Vanderbilt’s links to the solar neighborhood

Davy Kirkpatrick
Astronomer Davy Kirkpatrick (Courtesy of Davy Kirkpatrick)

If Davy Kirkpatrick’s calculations stand up, then Vanderbilt will have solid connections to two of the Sun’s nearest stellar neighbors.

One link is long standing. Barnard’s star, which is six light years away from the Sun and its second-closest neighbor, was discovered in 1916 by Vanderbilt astronomer E.E. Barnard.

The second, discovered by Kirkpatrick and his colleagues, is a brown dwarf that they calculate is nine light years away from the Sun. If their measurement is confirmed, then it will be seventh closest star to the Sun, and Vanderbilt’s second link to this brightest of all neighborhoods.

Kirkpatrick, who got his bachelor of science degree from Vanderbilt, now works at Caltech where he is a team member of the Widefield Infrared Survey Explorer (WISE), a satellite designed to search for the smallest class of star, called brown dwarfs.

The astronomer dropped by campus Sept. 1st to give a talk about his recent research, including the discovery of six members of a new “Y” class of brown dwarf. These are the coolest stellar objects known with surface temperatures as low as room temperature.

Solar neighborhood
List of nearby stars (Courtesy of Davy Kirkpatrick)

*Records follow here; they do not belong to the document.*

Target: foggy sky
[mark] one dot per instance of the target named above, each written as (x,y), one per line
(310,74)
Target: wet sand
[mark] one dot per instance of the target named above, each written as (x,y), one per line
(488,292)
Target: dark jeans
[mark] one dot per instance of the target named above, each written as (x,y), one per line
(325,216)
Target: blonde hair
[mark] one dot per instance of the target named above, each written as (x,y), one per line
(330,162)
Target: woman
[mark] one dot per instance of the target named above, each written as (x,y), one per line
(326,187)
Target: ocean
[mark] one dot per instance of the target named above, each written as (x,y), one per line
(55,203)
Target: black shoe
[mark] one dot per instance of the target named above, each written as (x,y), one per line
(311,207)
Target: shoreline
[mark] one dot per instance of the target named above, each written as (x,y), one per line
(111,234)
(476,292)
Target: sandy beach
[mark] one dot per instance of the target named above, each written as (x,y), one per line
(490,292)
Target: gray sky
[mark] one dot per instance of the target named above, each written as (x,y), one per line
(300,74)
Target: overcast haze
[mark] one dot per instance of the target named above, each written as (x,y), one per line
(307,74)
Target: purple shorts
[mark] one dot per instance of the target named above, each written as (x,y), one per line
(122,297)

Brown dwarfs are failed stars. Like regular stars, they are formed from collapsing clouds of gas and dust. Unlike regular stars, however, they are too small to generate the tremendous pressures and temperatures required to trigger the nuclear fusion reactions that keep main sequence stars burning for billions of years. Heated by gravitational compression, they burn brightly when they are young. From the very first, they begin to cool and dim, becoming harder and harder to detect.

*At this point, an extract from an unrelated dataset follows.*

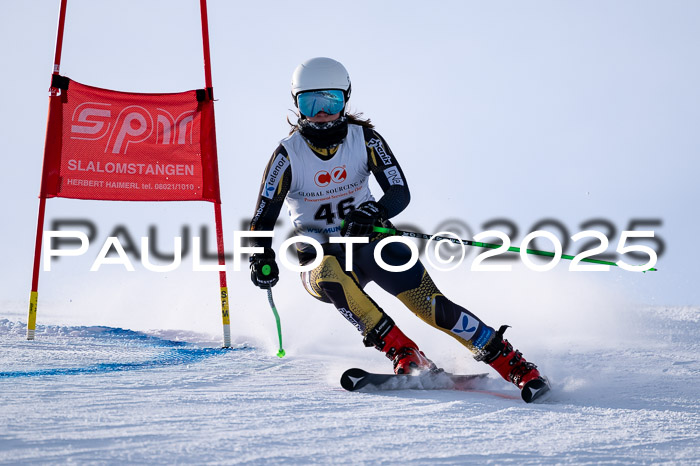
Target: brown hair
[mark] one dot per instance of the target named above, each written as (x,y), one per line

“When I began working in the field, no one had even found a brown dwarf,” Kirkpatrick said.

Y-class brown dwarf
Artist's conception of a y-class brown dwarf (NASA)

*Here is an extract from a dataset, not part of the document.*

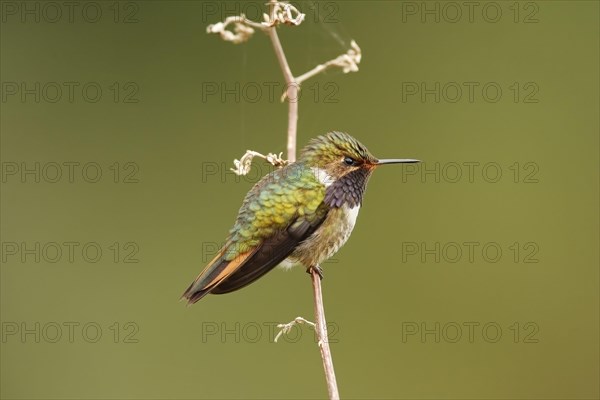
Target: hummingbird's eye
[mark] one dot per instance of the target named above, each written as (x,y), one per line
(349,161)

Advances in astronomical technology finally made it possible to pick out these dim celestial objects. The first brown dwarf was discovered in 1988 by astronomers at UCLA. Since 1995, hundreds have been identified: many by the WISE satellite. So many have been found, in fact, that astronomers have begun dividing them into categories: M, L, T, and, most recently Y.

Kirkpatrick has specialized in searching for Y-class dwarfs. The unique aspect of their spectrum is evidence of the existence of methane, which cannot exist at the higher temperatures found in the other types of dwarf stars. Kirkpatrick, who grew up on a dairy and tobacco farm in Hendersonville, Tenn., jokes that his close association with flatulent Guernseys prepared him well for the study of methane-bearing dwarf stars.